可能性
「……剣、か」
かつて「生きている町」で包丁やらなんやらに襲われたことがあったが、こうした場所で剣なんかあると身構えてしまう。
じっと見ても襲ってこないから普通の……こんな場所にあるのを「普通」といってよいかはさておいて、ただの剣であるのだろう。飾りなのか実用品なのかはキコリにはイマイチ判断できないが、然程良いものではなさそうだ。
「なんだオイ。そんなもんが欲しいのか?」
「いや。前にこういうとこにある武器に襲われたからさ。念のためだ」
「ほー」
キコリの横をすり抜け、アイアースの投げた三叉の槍が飾られていた剣と盾を一気に破壊し壁に突き刺さる。
「そんじゃ、これで解決だ」
「乱暴だなあ……暴力は最後の手段だろ」
「何言ってんだ。暴力は最初の手段に決まってんだろ」
言いながら、アイアースは三叉の槍を壁から引き抜くが、そんなアイアースにキコリは小さく溜息をつく。
「まあ、そこは互いに譲歩しあうしかないな」
「ほー。じゃあ今度は壊す前に一言声かけてやるよ」
「そりゃ有難いな」
ひとまず壊しても何か起こる気配はない。ならばある程度大胆に進んでも問題はないだろう。

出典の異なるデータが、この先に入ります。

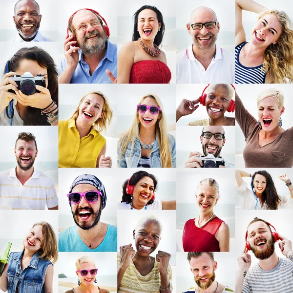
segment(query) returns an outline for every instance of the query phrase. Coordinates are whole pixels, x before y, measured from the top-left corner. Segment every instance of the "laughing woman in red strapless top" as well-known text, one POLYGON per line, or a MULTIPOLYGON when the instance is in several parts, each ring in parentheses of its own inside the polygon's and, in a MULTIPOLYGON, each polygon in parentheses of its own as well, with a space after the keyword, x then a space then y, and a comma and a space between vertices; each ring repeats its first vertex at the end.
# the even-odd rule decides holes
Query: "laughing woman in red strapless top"
POLYGON ((165 28, 162 13, 145 5, 134 17, 132 42, 124 45, 118 54, 118 83, 169 83, 166 55, 158 47, 165 28))
POLYGON ((183 250, 188 252, 229 251, 228 225, 214 213, 220 197, 219 185, 212 178, 203 179, 196 194, 200 214, 188 220, 183 231, 183 250))

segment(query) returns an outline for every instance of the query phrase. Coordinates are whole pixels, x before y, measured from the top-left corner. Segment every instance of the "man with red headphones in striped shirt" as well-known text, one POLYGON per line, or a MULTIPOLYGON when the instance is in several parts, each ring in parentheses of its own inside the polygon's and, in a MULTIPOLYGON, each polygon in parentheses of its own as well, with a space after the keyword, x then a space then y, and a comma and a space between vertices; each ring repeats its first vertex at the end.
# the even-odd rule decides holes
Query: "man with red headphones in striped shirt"
POLYGON ((258 218, 249 224, 245 241, 243 253, 238 258, 236 293, 293 292, 292 242, 278 234, 272 225, 258 218), (279 240, 281 251, 286 258, 279 257, 275 251, 275 243, 279 240), (251 250, 259 260, 251 268, 251 259, 248 253, 251 250))
POLYGON ((108 40, 110 30, 97 11, 80 9, 70 17, 64 42, 65 58, 60 84, 111 84, 106 70, 117 76, 117 47, 108 40))

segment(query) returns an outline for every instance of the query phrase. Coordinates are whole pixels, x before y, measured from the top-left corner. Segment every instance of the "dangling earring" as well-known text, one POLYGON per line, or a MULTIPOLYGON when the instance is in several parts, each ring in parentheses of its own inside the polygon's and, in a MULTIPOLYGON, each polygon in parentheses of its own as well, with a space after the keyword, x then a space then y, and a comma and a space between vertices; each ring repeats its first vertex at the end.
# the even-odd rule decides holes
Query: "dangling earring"
POLYGON ((281 116, 280 116, 280 118, 279 118, 279 124, 278 124, 278 125, 281 127, 282 125, 282 118, 281 118, 281 116))

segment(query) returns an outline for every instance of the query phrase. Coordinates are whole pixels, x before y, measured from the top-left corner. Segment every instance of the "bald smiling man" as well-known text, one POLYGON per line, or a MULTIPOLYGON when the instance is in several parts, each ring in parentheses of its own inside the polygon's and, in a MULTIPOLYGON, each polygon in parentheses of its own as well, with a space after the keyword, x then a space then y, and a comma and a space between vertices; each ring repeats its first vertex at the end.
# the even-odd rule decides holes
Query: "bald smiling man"
POLYGON ((177 54, 177 83, 233 83, 234 57, 216 44, 220 23, 214 11, 198 7, 186 26, 192 43, 177 54))

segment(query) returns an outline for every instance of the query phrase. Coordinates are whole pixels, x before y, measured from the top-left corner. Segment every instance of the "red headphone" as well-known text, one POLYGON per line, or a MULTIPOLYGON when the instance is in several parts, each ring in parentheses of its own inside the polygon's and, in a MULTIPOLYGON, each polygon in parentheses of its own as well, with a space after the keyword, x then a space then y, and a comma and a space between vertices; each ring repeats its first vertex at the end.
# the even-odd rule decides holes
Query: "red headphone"
POLYGON ((100 13, 99 13, 99 12, 98 12, 97 11, 96 11, 96 10, 94 10, 93 9, 91 9, 90 8, 83 8, 82 9, 79 9, 78 10, 77 10, 76 11, 75 11, 75 12, 74 12, 74 13, 73 13, 73 14, 72 14, 72 15, 71 15, 71 16, 69 18, 69 20, 68 21, 68 23, 67 24, 67 36, 69 37, 69 27, 68 27, 68 24, 69 24, 69 21, 70 21, 70 20, 71 20, 71 19, 75 15, 75 14, 77 13, 77 12, 78 12, 79 11, 80 11, 81 10, 88 10, 89 11, 91 11, 92 12, 94 12, 95 13, 97 14, 98 15, 98 16, 103 20, 103 21, 105 22, 105 25, 103 25, 103 28, 104 29, 104 30, 105 31, 105 32, 106 32, 106 35, 107 35, 107 37, 109 37, 110 36, 110 30, 109 29, 109 27, 108 26, 108 25, 107 24, 107 22, 106 22, 106 21, 105 21, 105 19, 103 17, 103 16, 102 16, 100 13))
MULTIPOLYGON (((200 96, 199 103, 203 106, 206 105, 206 99, 207 99, 207 94, 205 94, 204 93, 205 92, 206 89, 207 89, 207 88, 208 87, 209 85, 209 84, 208 84, 208 85, 207 85, 207 86, 205 87, 204 91, 203 91, 203 93, 200 96)), ((232 84, 230 84, 232 85, 232 87, 233 87, 233 88, 234 88, 234 89, 235 90, 235 86, 234 86, 234 85, 233 85, 232 84)), ((228 106, 227 111, 228 112, 234 112, 235 111, 235 101, 234 101, 233 100, 230 100, 230 104, 229 104, 229 105, 228 106)))
MULTIPOLYGON (((262 222, 262 221, 261 221, 260 222, 262 222)), ((278 240, 279 240, 280 238, 279 238, 279 235, 278 235, 278 233, 277 233, 277 231, 276 231, 275 228, 272 225, 271 225, 268 222, 264 222, 264 223, 265 223, 267 225, 272 227, 273 228, 273 230, 275 230, 274 232, 272 232, 272 239, 273 239, 274 243, 275 242, 276 242, 278 240)), ((246 231, 246 234, 245 234, 246 246, 246 248, 247 249, 247 250, 250 250, 251 246, 250 246, 250 244, 249 244, 249 240, 248 239, 248 238, 247 238, 247 236, 248 236, 247 235, 248 232, 248 230, 247 230, 246 231)))
MULTIPOLYGON (((127 186, 126 187, 126 193, 127 194, 129 194, 132 195, 133 194, 133 190, 134 190, 134 186, 133 185, 129 185, 129 182, 131 179, 131 177, 130 178, 129 180, 128 181, 127 183, 127 186)), ((154 199, 155 198, 155 192, 153 192, 153 195, 151 197, 151 198, 149 200, 151 200, 152 199, 154 199)))

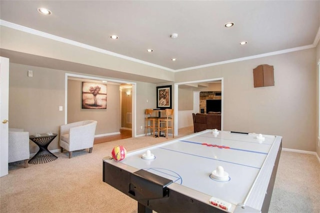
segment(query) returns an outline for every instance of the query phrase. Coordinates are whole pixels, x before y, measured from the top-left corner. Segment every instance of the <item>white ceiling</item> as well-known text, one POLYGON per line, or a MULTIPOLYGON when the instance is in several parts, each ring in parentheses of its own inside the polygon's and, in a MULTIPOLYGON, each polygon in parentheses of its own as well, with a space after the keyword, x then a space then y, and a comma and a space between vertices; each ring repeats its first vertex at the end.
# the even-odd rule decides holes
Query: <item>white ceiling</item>
POLYGON ((1 0, 0 6, 2 20, 172 71, 314 47, 320 25, 318 0, 1 0), (52 14, 40 14, 42 7, 52 14), (224 27, 228 22, 234 26, 224 27), (170 38, 174 32, 177 38, 170 38), (113 34, 119 38, 110 38, 113 34))

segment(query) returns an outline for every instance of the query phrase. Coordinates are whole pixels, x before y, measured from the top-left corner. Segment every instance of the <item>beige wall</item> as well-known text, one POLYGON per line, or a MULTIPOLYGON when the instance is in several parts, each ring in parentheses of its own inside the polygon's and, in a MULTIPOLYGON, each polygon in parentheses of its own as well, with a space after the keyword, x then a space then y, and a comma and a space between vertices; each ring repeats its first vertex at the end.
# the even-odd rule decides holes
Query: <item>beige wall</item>
POLYGON ((106 109, 92 110, 82 108, 82 83, 80 80, 68 80, 67 122, 94 120, 98 121, 96 135, 119 132, 120 127, 119 85, 107 84, 106 109))
POLYGON ((223 78, 224 130, 279 135, 284 148, 314 152, 315 55, 308 49, 176 72, 175 80, 223 78), (274 66, 274 86, 254 88, 253 69, 262 64, 274 66))
MULTIPOLYGON (((58 132, 64 124, 64 72, 10 63, 9 76, 9 127, 22 128, 30 134, 58 132), (28 77, 28 70, 34 76, 28 77)), ((57 136, 48 146, 58 148, 57 136)), ((38 150, 30 142, 30 152, 38 150)))
POLYGON ((121 127, 131 128, 132 124, 127 123, 126 114, 132 112, 132 88, 123 88, 121 97, 121 127), (126 94, 127 92, 130 94, 126 94))
MULTIPOLYGON (((320 42, 318 43, 318 45, 316 46, 316 62, 317 63, 319 63, 318 65, 320 65, 320 42)), ((319 82, 319 72, 320 72, 320 70, 319 70, 319 68, 318 66, 317 66, 317 68, 316 68, 316 136, 320 136, 320 132, 319 132, 319 111, 320 111, 320 103, 319 102, 320 102, 320 100, 319 100, 319 96, 320 96, 320 94, 319 94, 319 88, 320 88, 320 86, 319 86, 319 84, 320 84, 320 82, 319 82)), ((318 146, 319 144, 320 143, 320 137, 319 138, 318 138, 318 142, 316 143, 316 153, 318 154, 318 156, 320 158, 320 146, 318 146)))
POLYGON ((194 108, 194 90, 190 88, 179 88, 178 93, 179 111, 192 110, 194 108))
POLYGON ((144 110, 156 106, 156 86, 138 82, 136 84, 136 134, 144 133, 144 110))

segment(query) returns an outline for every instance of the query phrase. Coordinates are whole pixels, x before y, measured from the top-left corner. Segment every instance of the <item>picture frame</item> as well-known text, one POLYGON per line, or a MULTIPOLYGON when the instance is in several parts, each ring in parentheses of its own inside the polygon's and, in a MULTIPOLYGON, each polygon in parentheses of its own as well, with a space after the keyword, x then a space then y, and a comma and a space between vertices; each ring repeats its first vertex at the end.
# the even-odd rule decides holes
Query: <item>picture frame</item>
POLYGON ((106 109, 106 84, 82 82, 82 108, 106 109))
POLYGON ((156 108, 172 108, 171 85, 156 87, 156 108))

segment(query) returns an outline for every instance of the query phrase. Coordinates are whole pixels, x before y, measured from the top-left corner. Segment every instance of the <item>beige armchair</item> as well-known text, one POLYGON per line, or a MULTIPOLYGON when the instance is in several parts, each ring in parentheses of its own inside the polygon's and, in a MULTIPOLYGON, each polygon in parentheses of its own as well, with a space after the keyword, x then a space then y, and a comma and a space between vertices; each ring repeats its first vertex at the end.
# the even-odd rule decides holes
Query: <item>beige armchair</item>
POLYGON ((24 160, 24 168, 28 167, 29 132, 22 128, 9 128, 8 142, 8 162, 24 160))
POLYGON ((60 147, 69 152, 69 158, 72 152, 76 150, 89 148, 92 152, 97 122, 82 120, 60 126, 60 147))

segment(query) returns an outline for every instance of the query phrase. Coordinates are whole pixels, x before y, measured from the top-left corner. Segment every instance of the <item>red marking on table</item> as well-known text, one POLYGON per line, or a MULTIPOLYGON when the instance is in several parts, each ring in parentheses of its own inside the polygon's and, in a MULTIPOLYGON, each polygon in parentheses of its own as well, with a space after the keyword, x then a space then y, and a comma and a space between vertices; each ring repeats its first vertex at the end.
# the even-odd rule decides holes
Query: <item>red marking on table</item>
POLYGON ((208 144, 206 143, 203 143, 201 144, 202 145, 206 146, 212 146, 212 147, 218 147, 219 148, 230 148, 229 146, 221 146, 221 145, 217 145, 216 144, 208 144))

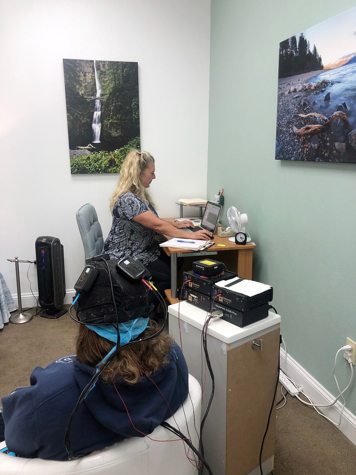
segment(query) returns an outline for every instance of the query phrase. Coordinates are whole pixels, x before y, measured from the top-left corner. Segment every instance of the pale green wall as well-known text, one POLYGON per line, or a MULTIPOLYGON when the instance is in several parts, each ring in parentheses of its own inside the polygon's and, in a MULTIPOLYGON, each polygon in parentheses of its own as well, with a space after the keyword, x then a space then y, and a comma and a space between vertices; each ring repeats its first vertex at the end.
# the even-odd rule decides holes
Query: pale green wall
MULTIPOLYGON (((229 206, 247 213, 253 278, 273 286, 288 352, 334 395, 335 353, 356 340, 356 164, 274 160, 278 52, 280 41, 355 6, 211 1, 207 196, 224 188, 225 224, 229 206)), ((349 377, 341 358, 340 387, 349 377)), ((354 414, 356 396, 355 384, 354 414)))

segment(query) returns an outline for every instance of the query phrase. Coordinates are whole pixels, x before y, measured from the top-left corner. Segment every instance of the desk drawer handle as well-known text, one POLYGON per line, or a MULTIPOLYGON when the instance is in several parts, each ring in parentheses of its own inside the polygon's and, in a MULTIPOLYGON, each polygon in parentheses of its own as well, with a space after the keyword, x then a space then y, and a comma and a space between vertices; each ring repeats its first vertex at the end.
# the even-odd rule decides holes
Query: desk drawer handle
POLYGON ((262 338, 259 340, 254 340, 252 342, 253 348, 259 348, 260 351, 262 352, 263 349, 263 341, 262 338))

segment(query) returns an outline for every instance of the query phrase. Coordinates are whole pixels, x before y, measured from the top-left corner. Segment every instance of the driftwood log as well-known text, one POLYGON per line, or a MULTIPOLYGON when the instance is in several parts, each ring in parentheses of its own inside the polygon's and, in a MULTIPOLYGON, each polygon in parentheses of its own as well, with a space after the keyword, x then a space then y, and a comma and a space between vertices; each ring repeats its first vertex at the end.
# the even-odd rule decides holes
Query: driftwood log
POLYGON ((309 114, 300 114, 299 115, 302 117, 311 116, 325 122, 323 124, 318 124, 315 125, 305 125, 301 129, 297 129, 296 127, 293 126, 293 132, 296 135, 312 135, 315 133, 319 133, 319 132, 323 132, 328 128, 335 120, 342 120, 344 122, 344 125, 350 125, 346 114, 344 112, 341 112, 341 111, 334 112, 330 116, 328 119, 327 119, 324 115, 322 115, 321 114, 317 114, 312 112, 309 114))
POLYGON ((86 147, 79 147, 79 145, 75 147, 79 150, 96 150, 96 148, 91 143, 88 143, 86 147))

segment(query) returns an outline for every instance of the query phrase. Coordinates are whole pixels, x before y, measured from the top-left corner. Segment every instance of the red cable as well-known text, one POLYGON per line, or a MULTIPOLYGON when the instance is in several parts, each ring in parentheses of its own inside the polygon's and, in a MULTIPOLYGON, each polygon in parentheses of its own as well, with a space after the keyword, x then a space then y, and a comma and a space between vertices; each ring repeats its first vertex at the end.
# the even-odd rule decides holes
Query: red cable
MULTIPOLYGON (((145 375, 145 376, 146 376, 146 378, 148 378, 148 379, 149 379, 149 380, 150 380, 150 381, 151 381, 151 382, 152 382, 152 383, 153 383, 153 384, 154 384, 154 385, 155 385, 155 386, 156 386, 156 388, 157 388, 157 389, 158 390, 159 390, 159 393, 160 393, 160 394, 161 394, 161 395, 162 396, 162 398, 163 398, 163 399, 164 399, 165 400, 165 401, 166 401, 166 403, 167 404, 167 406, 168 406, 168 408, 169 408, 169 412, 170 412, 170 413, 171 413, 171 414, 172 414, 172 416, 173 416, 173 419, 174 419, 174 422, 175 422, 176 423, 176 425, 177 425, 177 428, 178 428, 178 430, 180 430, 180 429, 179 429, 179 425, 178 425, 178 422, 177 422, 177 421, 176 420, 176 418, 175 418, 175 417, 174 417, 174 414, 173 414, 173 412, 172 411, 172 409, 171 409, 170 408, 170 406, 169 406, 169 404, 168 403, 168 401, 167 401, 167 399, 166 399, 166 398, 165 397, 165 396, 164 396, 164 394, 163 394, 163 393, 162 392, 162 391, 161 391, 161 390, 160 390, 159 389, 159 388, 158 387, 158 386, 157 386, 157 384, 156 384, 156 383, 155 383, 155 382, 154 382, 154 381, 153 381, 153 380, 151 379, 151 378, 150 378, 150 376, 149 376, 149 375, 148 375, 148 374, 146 374, 146 373, 145 373, 145 372, 144 372, 144 371, 143 371, 143 370, 142 370, 142 368, 141 368, 141 366, 140 366, 140 365, 139 364, 139 363, 138 363, 138 362, 137 362, 137 361, 135 361, 135 362, 136 363, 136 364, 137 365, 137 366, 138 366, 139 367, 139 368, 140 368, 140 370, 141 370, 141 371, 142 371, 142 374, 144 374, 144 375, 145 375)), ((183 440, 183 439, 182 439, 182 440, 183 440)), ((190 440, 190 438, 187 438, 187 440, 189 440, 189 442, 191 442, 191 441, 191 441, 191 440, 190 440)), ((189 456, 188 456, 188 454, 187 454, 187 452, 186 452, 186 446, 185 446, 185 444, 184 444, 184 442, 183 442, 183 444, 184 444, 184 452, 185 452, 186 453, 186 456, 187 456, 187 458, 188 459, 188 460, 189 461, 189 462, 190 462, 190 463, 191 463, 191 464, 192 464, 192 465, 193 465, 193 466, 196 466, 196 465, 194 465, 194 464, 192 464, 192 462, 191 462, 191 460, 193 460, 193 459, 191 459, 191 458, 189 458, 189 456)), ((188 453, 189 453, 189 448, 188 448, 188 453)), ((194 461, 195 461, 195 462, 197 462, 197 461, 196 461, 196 460, 194 460, 194 461)))
POLYGON ((147 284, 147 283, 146 282, 145 280, 144 280, 143 279, 141 279, 141 280, 142 281, 142 282, 143 282, 144 284, 146 284, 146 285, 147 286, 147 287, 148 287, 148 288, 150 289, 150 290, 153 290, 152 288, 151 287, 151 286, 149 285, 148 284, 147 284))

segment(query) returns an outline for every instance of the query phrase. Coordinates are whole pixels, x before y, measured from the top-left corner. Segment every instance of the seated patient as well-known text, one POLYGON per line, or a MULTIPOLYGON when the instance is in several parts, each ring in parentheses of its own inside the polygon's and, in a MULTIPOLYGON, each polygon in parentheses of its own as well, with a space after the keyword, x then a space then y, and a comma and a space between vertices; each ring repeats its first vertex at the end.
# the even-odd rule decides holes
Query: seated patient
MULTIPOLYGON (((147 287, 141 281, 131 284, 119 276, 115 267, 117 261, 107 262, 120 344, 153 334, 158 329, 147 316, 151 311, 147 287)), ((78 302, 77 317, 86 324, 79 324, 76 355, 36 368, 30 386, 1 400, 0 441, 5 440, 8 448, 19 456, 68 460, 64 442, 68 420, 95 367, 116 344, 107 268, 103 262, 93 265, 100 271, 99 276, 78 302), (109 324, 93 324, 104 321, 109 324)), ((138 341, 115 356, 80 406, 70 428, 72 450, 75 455, 86 454, 127 437, 150 434, 171 417, 171 410, 177 410, 187 394, 187 364, 173 339, 162 332, 147 341, 138 341)))

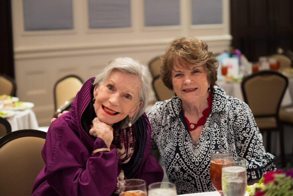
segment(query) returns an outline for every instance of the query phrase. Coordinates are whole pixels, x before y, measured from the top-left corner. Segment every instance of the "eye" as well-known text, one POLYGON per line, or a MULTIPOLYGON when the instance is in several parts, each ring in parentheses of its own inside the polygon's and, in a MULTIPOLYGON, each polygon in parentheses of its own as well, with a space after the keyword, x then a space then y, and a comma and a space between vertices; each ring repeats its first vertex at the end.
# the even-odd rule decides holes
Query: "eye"
POLYGON ((125 97, 127 99, 130 99, 131 98, 131 96, 130 95, 128 95, 128 94, 127 94, 127 95, 125 95, 125 97))

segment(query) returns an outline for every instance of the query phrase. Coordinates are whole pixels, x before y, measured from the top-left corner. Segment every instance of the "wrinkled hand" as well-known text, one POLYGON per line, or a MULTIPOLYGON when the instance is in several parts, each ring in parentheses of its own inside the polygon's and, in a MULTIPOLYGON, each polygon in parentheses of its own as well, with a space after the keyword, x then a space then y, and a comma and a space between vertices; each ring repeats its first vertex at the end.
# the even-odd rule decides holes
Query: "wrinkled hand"
MULTIPOLYGON (((68 111, 67 111, 66 110, 65 110, 65 111, 63 111, 63 112, 62 112, 62 113, 59 113, 59 114, 58 114, 58 116, 57 117, 57 118, 58 118, 58 117, 59 117, 60 116, 61 116, 61 115, 62 115, 62 114, 65 114, 65 113, 67 113, 67 112, 69 112, 68 111)), ((55 120, 56 120, 56 119, 57 119, 57 118, 52 118, 52 119, 51 119, 51 124, 52 124, 52 123, 53 123, 54 121, 55 121, 55 120)))
POLYGON ((104 140, 107 147, 110 148, 113 141, 113 130, 112 127, 101 122, 97 117, 93 120, 93 127, 90 130, 90 135, 99 137, 104 140))

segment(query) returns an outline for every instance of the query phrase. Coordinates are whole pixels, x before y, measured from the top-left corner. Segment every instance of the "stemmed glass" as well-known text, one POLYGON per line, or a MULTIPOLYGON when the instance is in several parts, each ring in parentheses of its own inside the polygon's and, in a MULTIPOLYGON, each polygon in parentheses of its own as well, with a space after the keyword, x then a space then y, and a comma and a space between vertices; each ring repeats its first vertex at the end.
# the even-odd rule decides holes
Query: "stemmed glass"
POLYGON ((244 196, 247 184, 245 159, 237 157, 223 159, 222 187, 225 196, 244 196))
POLYGON ((149 185, 149 196, 176 196, 176 186, 166 182, 152 183, 149 185))
POLYGON ((210 173, 211 181, 215 189, 221 196, 224 194, 222 191, 222 164, 223 159, 231 157, 232 153, 230 150, 219 150, 211 152, 210 173))
POLYGON ((140 179, 125 180, 121 185, 122 191, 119 196, 146 196, 146 181, 140 179))

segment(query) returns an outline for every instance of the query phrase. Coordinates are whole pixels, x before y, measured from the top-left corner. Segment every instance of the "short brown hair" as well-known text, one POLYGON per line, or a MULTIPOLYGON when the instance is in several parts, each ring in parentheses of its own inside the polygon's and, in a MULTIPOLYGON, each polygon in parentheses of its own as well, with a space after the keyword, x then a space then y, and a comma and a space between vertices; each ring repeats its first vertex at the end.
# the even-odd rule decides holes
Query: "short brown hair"
POLYGON ((207 45, 203 41, 193 37, 176 38, 169 44, 161 59, 161 77, 165 85, 171 90, 173 90, 172 71, 176 61, 183 67, 186 67, 187 63, 196 66, 203 66, 211 89, 216 84, 219 62, 213 53, 208 51, 207 45))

キコリはそう判断し、何処へ向かうべきか視線を巡らせる。
周囲には幾つかの扉と階段。上の階は、ひとまず後回しでもいいだろう。
「……よし、まずは左の端の扉から行こう」
「好きにしろよ」
ひとまずの目標を見据え、歩きだすと……キコリを突如浮遊感が襲い、足元の床が消失したことに一瞬遅れて気付く。
「は!?」
落とし穴と化したそこの端を掴み、キコリは何とか落ちないままに這い上がる。
するとキコリの目の前で落とし穴がすうっと幻のように消えていくが、今のは幻覚でも何でもなく現実だった。ということは、今のは。
「魔法……か?」
「そうかもなあ」
「かもって。他に何があるんだ?」
キコリが問いかければ、アイアースはハッとつまらなさそうに笑う。
「知らねえよ。だがよぉ、人間どもがダンジョンとかって名付けたこの場所……俺様たちドラゴンですら把握できてねえ変化が続いてる。此処がその『変化した場所』じゃねえって保証もねえわな」
確かに……極めて敵対的なデモンモンスターのこともある。あれは大地の記憶がどうのとシャルシャーンは言っていたが、これもそうした変化の1つだとでもいうのだろうか?
「今の罠も大地の記憶とかいうのが生み出した『此処にかつてあったもの』って可能性があるわけか」
「さあて、そいつもどうかな……」
言葉を濁すアイアースだが、それ以上キコリが何を聞いても口を開くことはなく。
仕方なしに、キコリは扉に向かって歩いていく。